As far as I'm aware, this modelling also excludes potential exacerbating effects that climate change has on infectious diseases, e.g through the expansion of tropical regions leading to vastly more deaths from malaria.
This latest modelling could impact conclusions on the relative importance of climate change, e.g. examined here, though some estimates indicate that work to mitigate climate change could be more effective than many global health interventions, depending on our assumptions.
1) This hasn't been through peer review yet, but it's a project they've been working on for years, and this is at least the third iteration (first two iterations: https://epic.uchicago.edu/wp-content/uploads/2019/07/Working-Paper-2.pdf https://bfi.uchicago.edu/wp-content/uploads/BFI_WP_201851.pdf). They've presented this paper at many academic conferences where they get criticism and feedback from other experts (including one I've been to). Unfortunately, publication timelines are very long in economics, so NBER working papers are where much of the new interesting research is presented. By the time a paper ultimately comes out in an economics journal, it's oftentimes old news. I'd expect this to publish in a good journal, and I would be surprised if the results change much.
2) They run projections for different emissions scenarios. Figure 9 shows RCP 8.5 and RCP 4.5. You can also go on their website and use their Impact Map to look at different scenarios: http://www.impactlab.org/map/#usmeas=absolute&usyear=2080-2099&gmeas=change-from-hist&gyear=2020-2039&tab=global&gvar=mortality
3) They account for the effects of both income growth and having experience living in a certain climate (what they call adaptation) on mitigating the mortality risk from climate change.
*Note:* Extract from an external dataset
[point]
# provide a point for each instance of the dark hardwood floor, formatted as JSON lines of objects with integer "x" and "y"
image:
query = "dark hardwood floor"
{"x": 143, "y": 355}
Income growth substantially mitigates the mortality effect of climate change as you can see in figure 9a. Their main result of a 73/100,000 increase in the mortality rate in 2100 in RCP 8.5 accounts for the mitigating effect from income. Without higher incomes, it would be ~200/100,000 as figure 9a shows.
4) They use a reduced-form econometric strategy that exploits historical variations in temperatures on an annual basis to find a relationship between mortality and temperatures. Their approach allows them to account for climate-mortality effects that are driven by direct changes in the short-run distribution of temperatures such as the net mortality effect of more hot days and fewer cold days, the mortality effect of increased surface ozone formation, and even the effect of hot days on murders and suicides. However, their approach arguably does not fully capture climate-mortality channels that are driven in part by longer-term pathways that are not econometrically identified from shorter-term temperature fluctuations such as some diseases (like Malaria), flooding, and some causes of undernutrition.